Prognozy wzrostu ruchu pasażerskiego nie są po myśli Radomia, a w rozwój nie wierzy nawet Międzynarodowe Zrzeszenie Przewoźników Lotniczych (IATA), które prognozuje, że zmodernizowane za ponad 800 milionów złotych lotnisko może
dopiero za trzy dekady obsłuży w jednym roku 800 tys. pasażerów, choć infrastruktura pozwala na obsługę już teraz trzech milionów podróżnych. Szansą dla Radomia ma być
zgoda na loty nocne, która obejmuje 35 operacji cywilnych w ciągu dnia i 10 operacji lotniczych w nocy, a także loty szkoleniowe. 45 lotów pasażerskich przekłada się na obsługę 22/23 rotacji każdego dnia, lecz trzeba wziąć pod uwagę, że taką ofertę lotów muszą – przede wszystkim – zaoferować regularne linie lotnicze lub przewoźnicy czarterowi.
Lotnisko Radom, które stało się
lotniskiem koordynowanym pierwszej kategorii (za obsługę koordynacyjną odpowiada zewnętrzna firma – Airport Coordination Limited – która zarządza już slotami na Lotnisku Chopina i w poznańskim porcie lotniczym Ławica), może czekać lepsza przyszłość, gdyż Polskie Porty Lotnicze rozważają inwestycję w terminal cargo i hangar obsługi MRO. Marcin Danił, członek zarządu lotniczego giganta, w rozmowie z portalem
„Twój Radom” wyznał, że jednym z błędów popełnionych na etapie projektowania lotniska było pominięcie możliwości obsługi cargo już od samego początku funkcjonowania portu.

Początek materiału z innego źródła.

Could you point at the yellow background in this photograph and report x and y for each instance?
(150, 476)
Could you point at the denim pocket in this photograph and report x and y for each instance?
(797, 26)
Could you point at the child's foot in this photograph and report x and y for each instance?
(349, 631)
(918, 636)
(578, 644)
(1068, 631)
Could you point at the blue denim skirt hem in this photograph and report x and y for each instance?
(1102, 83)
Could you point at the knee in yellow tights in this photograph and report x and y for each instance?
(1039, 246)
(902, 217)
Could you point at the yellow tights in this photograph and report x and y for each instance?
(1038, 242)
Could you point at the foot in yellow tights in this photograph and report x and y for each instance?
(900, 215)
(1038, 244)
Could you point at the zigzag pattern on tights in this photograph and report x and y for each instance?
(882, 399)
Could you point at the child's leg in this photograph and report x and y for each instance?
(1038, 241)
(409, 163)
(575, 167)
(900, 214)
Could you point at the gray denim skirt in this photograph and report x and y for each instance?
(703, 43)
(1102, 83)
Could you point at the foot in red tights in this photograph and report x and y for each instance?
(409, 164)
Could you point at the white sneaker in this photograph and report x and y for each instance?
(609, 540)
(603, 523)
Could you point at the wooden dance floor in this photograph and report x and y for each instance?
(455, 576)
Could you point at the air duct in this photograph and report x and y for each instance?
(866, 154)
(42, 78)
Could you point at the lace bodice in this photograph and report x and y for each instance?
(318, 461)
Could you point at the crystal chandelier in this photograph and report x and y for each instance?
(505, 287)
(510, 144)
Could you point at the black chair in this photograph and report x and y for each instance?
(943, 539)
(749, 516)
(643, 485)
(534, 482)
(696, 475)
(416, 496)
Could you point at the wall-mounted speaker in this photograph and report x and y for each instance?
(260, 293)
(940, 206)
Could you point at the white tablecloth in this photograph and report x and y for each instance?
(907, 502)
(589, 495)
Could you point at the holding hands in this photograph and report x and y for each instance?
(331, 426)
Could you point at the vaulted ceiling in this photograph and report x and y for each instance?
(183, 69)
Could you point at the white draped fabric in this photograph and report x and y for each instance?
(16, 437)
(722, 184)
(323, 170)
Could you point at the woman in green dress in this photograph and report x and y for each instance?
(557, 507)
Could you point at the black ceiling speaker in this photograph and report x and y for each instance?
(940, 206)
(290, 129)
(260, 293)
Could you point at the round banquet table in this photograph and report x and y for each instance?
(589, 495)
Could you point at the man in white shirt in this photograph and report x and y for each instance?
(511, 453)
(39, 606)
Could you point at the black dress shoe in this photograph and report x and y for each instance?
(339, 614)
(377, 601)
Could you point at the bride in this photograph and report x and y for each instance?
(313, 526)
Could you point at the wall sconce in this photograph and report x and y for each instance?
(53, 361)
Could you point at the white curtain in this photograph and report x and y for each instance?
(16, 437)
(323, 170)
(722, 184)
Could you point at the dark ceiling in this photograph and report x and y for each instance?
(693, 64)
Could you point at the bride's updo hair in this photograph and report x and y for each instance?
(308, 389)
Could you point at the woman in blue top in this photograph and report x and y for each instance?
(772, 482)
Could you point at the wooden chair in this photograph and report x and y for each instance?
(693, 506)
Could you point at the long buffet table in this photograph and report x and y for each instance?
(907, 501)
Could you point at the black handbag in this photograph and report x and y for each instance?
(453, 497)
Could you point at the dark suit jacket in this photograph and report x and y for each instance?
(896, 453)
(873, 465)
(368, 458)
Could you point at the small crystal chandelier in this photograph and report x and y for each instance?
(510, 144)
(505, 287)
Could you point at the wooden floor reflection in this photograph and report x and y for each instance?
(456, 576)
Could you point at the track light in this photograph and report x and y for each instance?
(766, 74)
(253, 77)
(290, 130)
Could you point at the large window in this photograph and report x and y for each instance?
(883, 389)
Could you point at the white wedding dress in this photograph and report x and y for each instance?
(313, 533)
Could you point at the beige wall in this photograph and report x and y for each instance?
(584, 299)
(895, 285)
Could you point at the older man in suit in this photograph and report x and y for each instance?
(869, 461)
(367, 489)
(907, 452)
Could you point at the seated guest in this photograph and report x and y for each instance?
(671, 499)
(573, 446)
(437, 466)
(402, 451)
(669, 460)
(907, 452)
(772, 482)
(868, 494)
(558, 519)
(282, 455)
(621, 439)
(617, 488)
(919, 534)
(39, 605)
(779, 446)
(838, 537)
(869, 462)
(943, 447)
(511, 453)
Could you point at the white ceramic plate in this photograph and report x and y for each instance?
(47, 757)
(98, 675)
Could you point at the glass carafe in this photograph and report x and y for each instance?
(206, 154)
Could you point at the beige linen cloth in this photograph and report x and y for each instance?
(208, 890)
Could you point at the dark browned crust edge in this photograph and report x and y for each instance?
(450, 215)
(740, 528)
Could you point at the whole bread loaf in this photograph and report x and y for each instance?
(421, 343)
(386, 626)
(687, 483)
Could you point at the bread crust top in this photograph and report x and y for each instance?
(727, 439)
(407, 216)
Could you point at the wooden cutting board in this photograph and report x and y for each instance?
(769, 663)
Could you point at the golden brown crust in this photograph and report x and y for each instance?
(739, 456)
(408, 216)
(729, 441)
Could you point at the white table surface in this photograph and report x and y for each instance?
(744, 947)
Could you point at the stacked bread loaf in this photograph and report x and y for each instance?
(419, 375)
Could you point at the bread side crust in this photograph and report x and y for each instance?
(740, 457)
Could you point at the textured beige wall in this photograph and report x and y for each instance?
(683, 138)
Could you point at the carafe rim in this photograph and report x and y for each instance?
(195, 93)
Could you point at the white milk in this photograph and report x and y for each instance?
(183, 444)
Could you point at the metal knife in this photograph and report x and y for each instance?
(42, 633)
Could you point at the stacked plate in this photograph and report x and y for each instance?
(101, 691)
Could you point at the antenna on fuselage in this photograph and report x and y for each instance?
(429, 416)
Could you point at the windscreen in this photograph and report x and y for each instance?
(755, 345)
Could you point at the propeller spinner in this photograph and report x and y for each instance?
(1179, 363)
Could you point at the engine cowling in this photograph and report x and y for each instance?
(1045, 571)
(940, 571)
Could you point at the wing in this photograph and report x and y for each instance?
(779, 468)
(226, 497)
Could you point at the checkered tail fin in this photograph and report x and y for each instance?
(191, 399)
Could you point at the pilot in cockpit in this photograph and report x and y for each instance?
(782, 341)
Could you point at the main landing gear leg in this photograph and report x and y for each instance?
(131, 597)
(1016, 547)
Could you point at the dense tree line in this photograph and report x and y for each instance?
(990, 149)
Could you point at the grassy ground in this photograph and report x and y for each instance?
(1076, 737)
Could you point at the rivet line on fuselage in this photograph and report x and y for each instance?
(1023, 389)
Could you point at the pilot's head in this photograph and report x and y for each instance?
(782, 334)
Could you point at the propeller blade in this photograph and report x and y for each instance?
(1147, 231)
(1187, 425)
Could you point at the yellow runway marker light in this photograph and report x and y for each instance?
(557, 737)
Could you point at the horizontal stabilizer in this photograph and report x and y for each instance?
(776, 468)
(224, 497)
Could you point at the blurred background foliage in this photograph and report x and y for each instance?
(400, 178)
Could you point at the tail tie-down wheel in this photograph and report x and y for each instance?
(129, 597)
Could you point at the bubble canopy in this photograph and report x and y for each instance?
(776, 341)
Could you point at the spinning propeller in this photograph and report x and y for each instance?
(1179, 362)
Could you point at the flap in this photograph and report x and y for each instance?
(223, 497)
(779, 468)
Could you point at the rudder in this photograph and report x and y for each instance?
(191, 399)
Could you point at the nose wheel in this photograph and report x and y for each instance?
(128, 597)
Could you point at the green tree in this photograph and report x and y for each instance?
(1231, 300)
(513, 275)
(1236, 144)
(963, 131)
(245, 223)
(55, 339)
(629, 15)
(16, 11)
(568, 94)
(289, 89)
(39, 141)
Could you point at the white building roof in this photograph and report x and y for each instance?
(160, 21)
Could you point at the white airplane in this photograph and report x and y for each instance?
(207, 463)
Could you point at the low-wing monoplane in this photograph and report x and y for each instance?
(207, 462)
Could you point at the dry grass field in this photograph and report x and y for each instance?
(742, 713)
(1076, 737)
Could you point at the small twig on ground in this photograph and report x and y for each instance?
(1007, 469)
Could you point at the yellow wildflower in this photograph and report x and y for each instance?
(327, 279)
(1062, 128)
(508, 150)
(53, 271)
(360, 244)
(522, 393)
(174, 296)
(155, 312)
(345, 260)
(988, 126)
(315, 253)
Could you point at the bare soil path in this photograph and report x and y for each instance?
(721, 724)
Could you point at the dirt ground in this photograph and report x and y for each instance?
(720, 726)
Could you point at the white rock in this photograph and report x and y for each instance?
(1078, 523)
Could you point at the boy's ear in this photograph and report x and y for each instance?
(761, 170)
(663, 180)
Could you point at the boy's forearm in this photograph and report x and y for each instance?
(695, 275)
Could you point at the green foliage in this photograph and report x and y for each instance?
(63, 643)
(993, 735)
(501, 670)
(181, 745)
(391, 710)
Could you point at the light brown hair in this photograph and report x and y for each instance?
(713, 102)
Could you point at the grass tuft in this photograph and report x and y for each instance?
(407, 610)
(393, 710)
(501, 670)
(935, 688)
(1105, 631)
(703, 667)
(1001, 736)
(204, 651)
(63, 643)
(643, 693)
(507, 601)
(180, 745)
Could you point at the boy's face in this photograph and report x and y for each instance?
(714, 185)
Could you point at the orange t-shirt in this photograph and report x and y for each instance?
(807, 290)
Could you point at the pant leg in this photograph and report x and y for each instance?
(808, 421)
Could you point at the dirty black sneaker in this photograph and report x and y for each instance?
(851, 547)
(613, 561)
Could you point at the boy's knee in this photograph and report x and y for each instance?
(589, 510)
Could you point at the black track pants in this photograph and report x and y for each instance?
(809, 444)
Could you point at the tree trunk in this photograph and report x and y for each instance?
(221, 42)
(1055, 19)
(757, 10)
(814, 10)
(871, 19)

Inwestycja w Sadków polegała na budowie tylko infrastruktury pasażerskiej, gdyż kilka lat wstecz założono, że cargo będzie obsługiwało „Okęcie”. – Dziś prowadzimy rozmowy, aby ten błąd naprawić, ponieważ widzimy duże zainteresowanie obsługą frachtu lotniczego w Radomiu. Aby to zrealizować, potrzebna będzie odpowiednia infrastruktura – wskazał Danił. Możliwość wykonywania lotów nocnych ma być magnesem do ewentualnego przyciągnięcia operatorów all-cargo. Właściciel i zarządca radomskiego lotniska rozważa uczynienie Radomia jako portu, w którym dokonywane będą obsługa i serwisowanie samolotów. To oznacza, że wybudowany były hangar MRO.